# Spectral Deconvolution Lab

Figure 1. The a) input time series and b) output after application of spectral deconvolution.

Theory: Given an input signal x, find the deconvolution filter f by spectral division f=x*/(|x|2+ eps), where eps is a small positive number known as the damping parameter (see Yilmaz, 2001).

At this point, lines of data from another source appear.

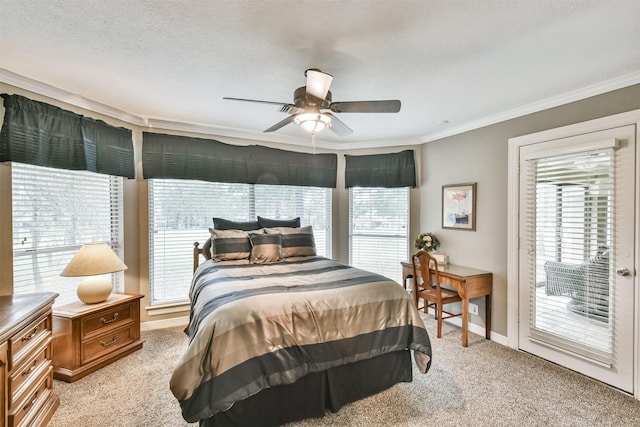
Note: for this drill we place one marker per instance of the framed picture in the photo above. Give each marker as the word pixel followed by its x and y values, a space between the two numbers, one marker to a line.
pixel 459 206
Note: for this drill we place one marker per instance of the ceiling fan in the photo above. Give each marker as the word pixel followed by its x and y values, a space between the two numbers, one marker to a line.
pixel 312 106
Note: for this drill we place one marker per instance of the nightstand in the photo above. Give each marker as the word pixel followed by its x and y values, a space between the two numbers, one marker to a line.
pixel 89 337
pixel 26 381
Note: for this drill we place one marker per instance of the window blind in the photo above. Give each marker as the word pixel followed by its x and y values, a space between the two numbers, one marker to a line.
pixel 54 213
pixel 379 229
pixel 181 213
pixel 571 199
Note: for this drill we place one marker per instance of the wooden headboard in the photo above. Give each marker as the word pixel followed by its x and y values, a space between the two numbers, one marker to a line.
pixel 205 251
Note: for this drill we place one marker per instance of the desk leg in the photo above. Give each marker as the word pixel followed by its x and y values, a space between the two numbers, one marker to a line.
pixel 465 322
pixel 487 313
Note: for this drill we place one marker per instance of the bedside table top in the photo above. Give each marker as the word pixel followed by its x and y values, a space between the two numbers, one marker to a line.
pixel 79 308
pixel 14 309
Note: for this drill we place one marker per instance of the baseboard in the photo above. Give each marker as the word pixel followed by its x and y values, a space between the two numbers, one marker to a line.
pixel 476 329
pixel 164 323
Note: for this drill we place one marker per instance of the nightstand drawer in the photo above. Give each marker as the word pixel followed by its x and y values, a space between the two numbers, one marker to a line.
pixel 27 408
pixel 113 317
pixel 25 375
pixel 107 342
pixel 33 335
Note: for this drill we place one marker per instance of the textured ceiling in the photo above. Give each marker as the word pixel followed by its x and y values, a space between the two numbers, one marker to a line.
pixel 168 63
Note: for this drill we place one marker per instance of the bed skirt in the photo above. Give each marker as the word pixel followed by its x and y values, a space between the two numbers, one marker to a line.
pixel 316 393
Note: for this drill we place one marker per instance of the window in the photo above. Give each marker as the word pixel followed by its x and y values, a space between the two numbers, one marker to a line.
pixel 55 212
pixel 571 199
pixel 379 229
pixel 181 212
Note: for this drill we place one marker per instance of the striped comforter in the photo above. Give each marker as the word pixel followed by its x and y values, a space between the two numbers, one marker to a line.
pixel 256 326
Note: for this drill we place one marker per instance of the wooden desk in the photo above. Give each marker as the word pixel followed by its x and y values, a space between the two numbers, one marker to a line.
pixel 469 283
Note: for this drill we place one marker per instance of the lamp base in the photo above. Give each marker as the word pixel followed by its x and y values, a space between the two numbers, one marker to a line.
pixel 94 289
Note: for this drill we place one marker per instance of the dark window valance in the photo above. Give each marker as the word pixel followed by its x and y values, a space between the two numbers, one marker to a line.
pixel 381 170
pixel 181 157
pixel 44 135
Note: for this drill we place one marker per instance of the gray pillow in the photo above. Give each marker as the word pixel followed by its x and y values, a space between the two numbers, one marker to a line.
pixel 225 224
pixel 295 241
pixel 227 245
pixel 270 223
pixel 265 248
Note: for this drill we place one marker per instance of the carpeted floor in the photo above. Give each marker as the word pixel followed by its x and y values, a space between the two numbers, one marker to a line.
pixel 485 384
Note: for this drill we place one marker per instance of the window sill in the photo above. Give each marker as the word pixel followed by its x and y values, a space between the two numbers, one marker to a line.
pixel 168 308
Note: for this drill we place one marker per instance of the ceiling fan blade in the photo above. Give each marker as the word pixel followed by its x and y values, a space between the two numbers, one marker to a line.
pixel 284 106
pixel 388 106
pixel 281 124
pixel 338 127
pixel 318 83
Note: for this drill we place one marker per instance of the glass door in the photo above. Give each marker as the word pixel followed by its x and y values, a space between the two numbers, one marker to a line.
pixel 577 233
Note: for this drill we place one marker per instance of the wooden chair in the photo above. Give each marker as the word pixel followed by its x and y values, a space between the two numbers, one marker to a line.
pixel 430 290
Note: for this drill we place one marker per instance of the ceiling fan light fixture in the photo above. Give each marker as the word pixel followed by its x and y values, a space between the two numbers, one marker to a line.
pixel 313 122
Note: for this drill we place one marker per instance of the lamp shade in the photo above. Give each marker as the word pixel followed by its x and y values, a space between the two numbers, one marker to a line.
pixel 94 260
pixel 313 122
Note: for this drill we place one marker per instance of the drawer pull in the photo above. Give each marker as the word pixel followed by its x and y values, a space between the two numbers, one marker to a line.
pixel 30 404
pixel 106 322
pixel 33 334
pixel 110 343
pixel 28 371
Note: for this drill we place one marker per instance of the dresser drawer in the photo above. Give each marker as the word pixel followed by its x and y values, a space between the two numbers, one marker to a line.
pixel 28 407
pixel 94 324
pixel 107 342
pixel 32 336
pixel 26 374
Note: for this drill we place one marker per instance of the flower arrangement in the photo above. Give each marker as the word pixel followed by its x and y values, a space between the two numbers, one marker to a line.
pixel 427 242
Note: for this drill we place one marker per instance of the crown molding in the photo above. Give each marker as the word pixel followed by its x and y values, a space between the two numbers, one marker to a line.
pixel 545 104
pixel 47 90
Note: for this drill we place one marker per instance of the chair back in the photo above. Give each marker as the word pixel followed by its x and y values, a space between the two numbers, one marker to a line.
pixel 422 260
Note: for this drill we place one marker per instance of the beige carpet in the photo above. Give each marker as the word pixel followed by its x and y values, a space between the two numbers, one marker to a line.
pixel 485 384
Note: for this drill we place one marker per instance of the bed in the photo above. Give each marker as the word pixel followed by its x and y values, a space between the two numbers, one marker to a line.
pixel 275 342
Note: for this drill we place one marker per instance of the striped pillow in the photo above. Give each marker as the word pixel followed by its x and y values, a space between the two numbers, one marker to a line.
pixel 295 241
pixel 228 245
pixel 265 248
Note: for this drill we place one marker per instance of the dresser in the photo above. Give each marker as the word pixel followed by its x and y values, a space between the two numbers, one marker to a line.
pixel 89 337
pixel 26 369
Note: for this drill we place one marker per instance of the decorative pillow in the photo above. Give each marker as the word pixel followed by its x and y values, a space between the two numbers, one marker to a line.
pixel 265 248
pixel 295 241
pixel 206 249
pixel 228 245
pixel 270 223
pixel 225 224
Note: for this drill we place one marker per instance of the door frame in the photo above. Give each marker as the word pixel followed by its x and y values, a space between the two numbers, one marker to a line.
pixel 513 213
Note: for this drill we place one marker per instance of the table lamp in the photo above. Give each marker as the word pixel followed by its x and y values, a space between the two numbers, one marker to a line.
pixel 94 260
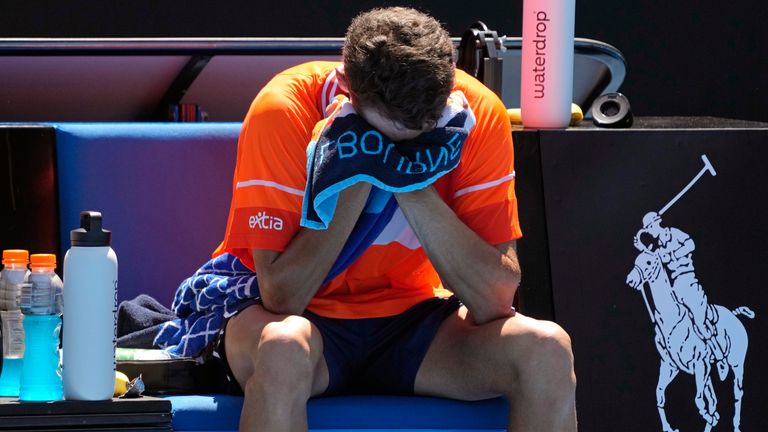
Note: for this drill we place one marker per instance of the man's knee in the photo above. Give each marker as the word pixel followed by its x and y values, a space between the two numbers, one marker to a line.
pixel 283 355
pixel 549 355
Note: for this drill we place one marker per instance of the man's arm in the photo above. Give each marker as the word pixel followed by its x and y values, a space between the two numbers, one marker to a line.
pixel 289 279
pixel 484 277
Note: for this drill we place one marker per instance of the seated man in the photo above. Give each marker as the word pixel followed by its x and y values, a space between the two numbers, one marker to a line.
pixel 378 326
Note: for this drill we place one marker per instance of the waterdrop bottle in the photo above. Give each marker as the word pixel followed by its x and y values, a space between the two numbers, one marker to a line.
pixel 40 373
pixel 546 76
pixel 90 302
pixel 13 275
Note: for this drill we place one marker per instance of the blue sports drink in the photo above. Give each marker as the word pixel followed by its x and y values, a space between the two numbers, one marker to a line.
pixel 12 277
pixel 40 372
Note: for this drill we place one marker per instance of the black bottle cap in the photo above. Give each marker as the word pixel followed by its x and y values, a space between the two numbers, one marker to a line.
pixel 90 233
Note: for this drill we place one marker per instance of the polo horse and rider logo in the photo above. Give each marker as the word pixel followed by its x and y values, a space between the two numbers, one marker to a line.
pixel 692 335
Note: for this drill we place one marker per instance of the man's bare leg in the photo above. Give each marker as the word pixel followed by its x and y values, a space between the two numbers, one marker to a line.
pixel 278 362
pixel 527 360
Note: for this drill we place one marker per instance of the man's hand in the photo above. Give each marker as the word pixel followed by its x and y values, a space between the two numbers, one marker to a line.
pixel 484 277
pixel 634 278
pixel 289 279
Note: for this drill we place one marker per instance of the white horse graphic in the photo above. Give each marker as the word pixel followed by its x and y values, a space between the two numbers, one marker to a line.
pixel 681 348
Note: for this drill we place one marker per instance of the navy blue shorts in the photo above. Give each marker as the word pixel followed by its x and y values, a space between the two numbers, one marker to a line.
pixel 374 355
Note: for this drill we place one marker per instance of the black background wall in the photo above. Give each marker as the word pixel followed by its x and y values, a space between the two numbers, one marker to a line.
pixel 684 57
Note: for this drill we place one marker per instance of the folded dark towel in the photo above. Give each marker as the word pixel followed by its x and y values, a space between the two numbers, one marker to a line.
pixel 139 320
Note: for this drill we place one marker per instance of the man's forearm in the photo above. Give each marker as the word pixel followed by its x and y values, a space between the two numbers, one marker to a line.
pixel 288 280
pixel 483 277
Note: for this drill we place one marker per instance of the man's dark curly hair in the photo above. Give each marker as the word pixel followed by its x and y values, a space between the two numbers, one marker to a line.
pixel 399 61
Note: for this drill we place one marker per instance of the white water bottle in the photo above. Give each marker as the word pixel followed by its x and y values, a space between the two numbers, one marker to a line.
pixel 90 312
pixel 546 78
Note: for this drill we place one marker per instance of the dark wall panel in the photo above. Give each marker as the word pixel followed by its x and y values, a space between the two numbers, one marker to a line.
pixel 706 58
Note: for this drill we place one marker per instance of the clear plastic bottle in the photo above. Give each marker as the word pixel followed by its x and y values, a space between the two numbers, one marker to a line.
pixel 90 302
pixel 546 75
pixel 40 373
pixel 12 277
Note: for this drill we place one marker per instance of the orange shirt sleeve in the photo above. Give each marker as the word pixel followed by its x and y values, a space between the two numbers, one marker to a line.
pixel 270 173
pixel 484 183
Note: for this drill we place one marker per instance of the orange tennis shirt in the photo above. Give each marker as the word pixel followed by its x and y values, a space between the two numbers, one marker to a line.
pixel 394 273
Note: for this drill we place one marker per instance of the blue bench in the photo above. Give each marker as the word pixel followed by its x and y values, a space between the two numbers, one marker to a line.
pixel 164 190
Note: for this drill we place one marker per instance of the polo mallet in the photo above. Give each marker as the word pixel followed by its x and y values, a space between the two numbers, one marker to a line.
pixel 707 168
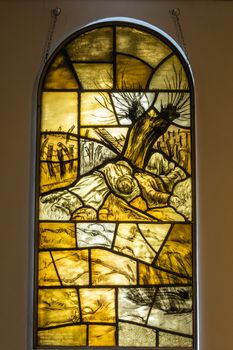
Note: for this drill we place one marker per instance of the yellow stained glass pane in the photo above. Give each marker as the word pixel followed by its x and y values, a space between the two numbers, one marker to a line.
pixel 116 209
pixel 59 111
pixel 59 75
pixel 98 304
pixel 115 136
pixel 47 275
pixel 134 335
pixel 129 241
pixel 154 234
pixel 176 255
pixel 58 153
pixel 101 335
pixel 166 214
pixel 55 175
pixel 170 75
pixel 58 147
pixel 131 73
pixel 95 75
pixel 57 307
pixel 56 235
pixel 72 266
pixel 112 269
pixel 184 119
pixel 95 45
pixel 142 45
pixel 93 110
pixel 176 143
pixel 63 336
pixel 151 276
pixel 174 340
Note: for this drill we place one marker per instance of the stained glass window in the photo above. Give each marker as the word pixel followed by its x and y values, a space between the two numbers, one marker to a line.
pixel 115 232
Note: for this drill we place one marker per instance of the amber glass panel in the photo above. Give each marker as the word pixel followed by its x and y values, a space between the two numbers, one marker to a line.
pixel 59 75
pixel 131 73
pixel 72 267
pixel 171 340
pixel 152 276
pixel 65 336
pixel 115 200
pixel 57 175
pixel 166 76
pixel 134 335
pixel 96 76
pixel 95 45
pixel 130 241
pixel 98 305
pixel 176 255
pixel 112 269
pixel 114 136
pixel 57 307
pixel 57 235
pixel 142 45
pixel 59 111
pixel 101 335
pixel 93 110
pixel 47 274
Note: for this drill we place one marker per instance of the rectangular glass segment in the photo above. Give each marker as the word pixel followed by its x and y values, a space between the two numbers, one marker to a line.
pixel 115 256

Objective: Practice the craft of spectral deconvolution of a signal.

Procedure:

1. Execute the command deconsimp.m.
2. Change values of damping parameter eps1. Explain what happens to deconvolved wavelet if eps1 is to small. Explain what happens if eps is too large. Note, as eps becomes really large the inverse filter f is a constant for a zero-phase x and is an all pass filter. Thus, larger values of eps lead to deconvolved results with fatter main lobes and smaller side lobes. As eps becomes smaller the main lobe thins and the side lobes become more pronounced.
3. Add noise to wavelet by the command x1=3*x./max(x)+rand(1,nt)-.5; plot(x1); and repeat exercise. What is the effect of random noise?
4. Download the shot gather CSG and type "load CSG". To display the shot gather type "CSG=CSG/max(CSG(:)); clim=[-.03 .03];imagesc(CSG',clim);". Extract one of the traces and autocorrelate it, then truncate the autocorrelation after the 2nd zero crossing. This truncated wavelet will now be your estimated input wavelet. Find the inverse filter f to this correlation wavelet and use it to deconvolve the autocorrelation trace. Compare the deconvolved autocorrelation trace to original autocorrelation trace.
5. A more robust estimate of the decon filter might be obtained by averaging truncated autocorrelation signals for a number of different traces. Use averaging to construct your new inverse filter and deconvolve the autocorrelated traces. Compare the new results to the results from the previous question.
6. A trick that is almost always used after any deconvolution process is to bandpass filter the deconvolved results, where the passband is over the frequency range of the estimated signal.